How Food Loss Can be Prevented by Using Blockchain?


How Food Loss Can be Prevented by Using Blockchain?

According to KPMG’s World Food Program, nearly one in nine on the planet go to bed on an empty stomach. Also, the United Nation’s Food and Agriculture Organization reports that over 14 percent of the world’s food is lost before reaching the retail level (i.e. on-farm activities, storage, and transportation). The world is balancing between having a billion people who are hungry and mountains of food that getting ruined or discarded. But, the technology has identified the scenario and blockchain acts as the bridge connecting them.

It is said that Earth produces more than enough food to feed all the people in the world. Food loss is recorded mostly due to inefficiency. In the modern industrialized world, the supply chain of the food from harvest to market has a complicated journey. Unfortunately, according to FAO, over 95 percent of agricultural research has been focused on bringing-in productivity and just five percent concentrates on reducing the losses. Optimizing the food supply chain can decide the future of a sustainable food ecosystem. However, the tech giants and world food suppliers are ignoring the fact that system inefficiencies are leading to food loss.

How Blockchain Helps Reduce Food Loss

With proper supply-demand algorithms based on consumer behaviors and agricultural science, the much-improved sensor technology can predict the harvest details and others.

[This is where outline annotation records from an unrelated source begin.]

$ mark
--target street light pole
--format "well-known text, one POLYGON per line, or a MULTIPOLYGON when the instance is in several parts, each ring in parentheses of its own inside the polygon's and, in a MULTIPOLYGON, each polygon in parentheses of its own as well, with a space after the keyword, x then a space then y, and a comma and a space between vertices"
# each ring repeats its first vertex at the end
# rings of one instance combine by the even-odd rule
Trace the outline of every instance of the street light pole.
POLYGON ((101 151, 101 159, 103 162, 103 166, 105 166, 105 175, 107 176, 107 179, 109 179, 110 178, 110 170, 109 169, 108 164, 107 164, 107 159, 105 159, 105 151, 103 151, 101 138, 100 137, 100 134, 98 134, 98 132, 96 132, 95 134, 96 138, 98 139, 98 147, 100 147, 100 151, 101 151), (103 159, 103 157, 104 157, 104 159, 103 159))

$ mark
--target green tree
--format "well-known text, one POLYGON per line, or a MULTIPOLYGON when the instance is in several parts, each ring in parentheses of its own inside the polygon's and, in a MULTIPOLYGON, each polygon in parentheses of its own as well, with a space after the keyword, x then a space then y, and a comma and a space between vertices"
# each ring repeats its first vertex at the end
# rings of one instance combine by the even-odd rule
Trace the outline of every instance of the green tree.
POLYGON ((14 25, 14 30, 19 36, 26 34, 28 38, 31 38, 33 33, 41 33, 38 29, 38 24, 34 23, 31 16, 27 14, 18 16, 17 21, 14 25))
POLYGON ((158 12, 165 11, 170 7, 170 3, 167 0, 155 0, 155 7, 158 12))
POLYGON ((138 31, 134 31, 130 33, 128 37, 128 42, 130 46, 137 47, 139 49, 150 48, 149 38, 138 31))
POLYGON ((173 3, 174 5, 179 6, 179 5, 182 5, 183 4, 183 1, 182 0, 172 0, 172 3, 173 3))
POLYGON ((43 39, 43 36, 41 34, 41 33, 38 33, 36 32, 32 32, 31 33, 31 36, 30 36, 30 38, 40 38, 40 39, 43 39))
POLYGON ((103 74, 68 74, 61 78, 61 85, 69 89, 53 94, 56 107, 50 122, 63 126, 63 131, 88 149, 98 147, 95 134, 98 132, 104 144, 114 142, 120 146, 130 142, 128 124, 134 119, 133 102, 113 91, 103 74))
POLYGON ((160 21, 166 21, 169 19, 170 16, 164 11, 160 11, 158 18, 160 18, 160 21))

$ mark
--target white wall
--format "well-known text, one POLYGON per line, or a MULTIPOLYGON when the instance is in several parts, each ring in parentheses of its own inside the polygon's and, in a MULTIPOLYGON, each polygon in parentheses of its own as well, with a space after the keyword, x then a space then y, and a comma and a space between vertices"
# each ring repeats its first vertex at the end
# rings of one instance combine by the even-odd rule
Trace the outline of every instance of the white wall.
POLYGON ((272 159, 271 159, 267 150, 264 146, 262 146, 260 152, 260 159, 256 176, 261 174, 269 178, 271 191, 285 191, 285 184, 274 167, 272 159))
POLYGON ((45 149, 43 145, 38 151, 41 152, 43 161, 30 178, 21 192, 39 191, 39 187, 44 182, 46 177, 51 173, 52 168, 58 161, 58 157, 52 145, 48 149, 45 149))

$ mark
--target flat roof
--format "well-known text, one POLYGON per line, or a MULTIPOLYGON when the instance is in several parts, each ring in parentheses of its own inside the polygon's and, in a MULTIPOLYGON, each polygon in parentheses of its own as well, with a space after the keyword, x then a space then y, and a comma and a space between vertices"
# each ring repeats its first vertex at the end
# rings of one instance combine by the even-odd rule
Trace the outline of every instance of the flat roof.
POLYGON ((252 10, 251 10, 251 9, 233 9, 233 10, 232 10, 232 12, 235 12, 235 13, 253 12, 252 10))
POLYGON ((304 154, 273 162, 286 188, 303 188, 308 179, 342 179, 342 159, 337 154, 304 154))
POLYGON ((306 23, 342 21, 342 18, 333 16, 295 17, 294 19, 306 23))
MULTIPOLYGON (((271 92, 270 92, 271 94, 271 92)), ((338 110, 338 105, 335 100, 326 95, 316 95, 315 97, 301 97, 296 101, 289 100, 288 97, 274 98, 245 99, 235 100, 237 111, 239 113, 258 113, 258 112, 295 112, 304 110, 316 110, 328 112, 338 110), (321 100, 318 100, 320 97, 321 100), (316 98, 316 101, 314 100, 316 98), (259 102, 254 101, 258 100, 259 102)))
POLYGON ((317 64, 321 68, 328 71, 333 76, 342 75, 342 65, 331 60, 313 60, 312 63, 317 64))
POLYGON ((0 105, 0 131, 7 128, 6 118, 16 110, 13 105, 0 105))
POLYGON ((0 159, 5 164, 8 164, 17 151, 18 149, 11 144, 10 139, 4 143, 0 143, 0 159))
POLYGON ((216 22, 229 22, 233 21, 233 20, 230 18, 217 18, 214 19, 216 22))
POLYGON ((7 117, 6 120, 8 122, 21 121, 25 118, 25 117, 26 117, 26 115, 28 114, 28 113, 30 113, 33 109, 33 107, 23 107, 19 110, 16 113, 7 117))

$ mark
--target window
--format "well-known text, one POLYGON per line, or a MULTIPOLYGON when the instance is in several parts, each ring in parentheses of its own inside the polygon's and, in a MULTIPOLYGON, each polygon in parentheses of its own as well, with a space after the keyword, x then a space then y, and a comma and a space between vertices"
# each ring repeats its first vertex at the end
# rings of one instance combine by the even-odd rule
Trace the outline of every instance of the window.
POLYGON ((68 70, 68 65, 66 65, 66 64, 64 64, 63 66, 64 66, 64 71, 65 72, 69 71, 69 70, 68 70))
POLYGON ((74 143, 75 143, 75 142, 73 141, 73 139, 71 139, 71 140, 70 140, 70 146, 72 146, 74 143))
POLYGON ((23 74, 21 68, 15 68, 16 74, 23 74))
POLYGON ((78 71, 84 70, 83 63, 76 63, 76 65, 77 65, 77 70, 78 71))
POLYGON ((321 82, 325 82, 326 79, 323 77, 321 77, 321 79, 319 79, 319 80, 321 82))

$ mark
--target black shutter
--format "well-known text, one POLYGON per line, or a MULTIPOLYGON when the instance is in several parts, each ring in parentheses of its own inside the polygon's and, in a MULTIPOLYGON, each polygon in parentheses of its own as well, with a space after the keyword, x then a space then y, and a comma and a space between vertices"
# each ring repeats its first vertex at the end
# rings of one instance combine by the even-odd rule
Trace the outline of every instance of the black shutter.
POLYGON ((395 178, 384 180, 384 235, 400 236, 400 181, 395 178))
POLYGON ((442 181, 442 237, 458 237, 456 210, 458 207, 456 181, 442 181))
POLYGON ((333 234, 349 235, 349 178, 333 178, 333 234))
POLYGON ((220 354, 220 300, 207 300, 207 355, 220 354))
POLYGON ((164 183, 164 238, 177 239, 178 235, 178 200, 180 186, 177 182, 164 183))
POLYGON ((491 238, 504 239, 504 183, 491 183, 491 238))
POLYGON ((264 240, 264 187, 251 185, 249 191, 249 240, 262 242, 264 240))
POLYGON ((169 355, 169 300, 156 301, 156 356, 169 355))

The information such as when it is harvested, under what conditions, how it was stored on the farm, transit time, what freshness products are used, and others can be recorded and assessed with the help of blockchain. Popular companies like Walmart use this technique to eliminate the inefficiencies in the supply chain and well other companies leverage the technology not only in just production but also the business processes that occur in the supply chain.

It is recommended that precision agriculture must be executed from the production levels to even to the consumer’s plate. Technology must not only be used to reduce yield but also to the rest of the food value chain to bring transparency and accountability to the essential food industry, which can put an end to world hunger.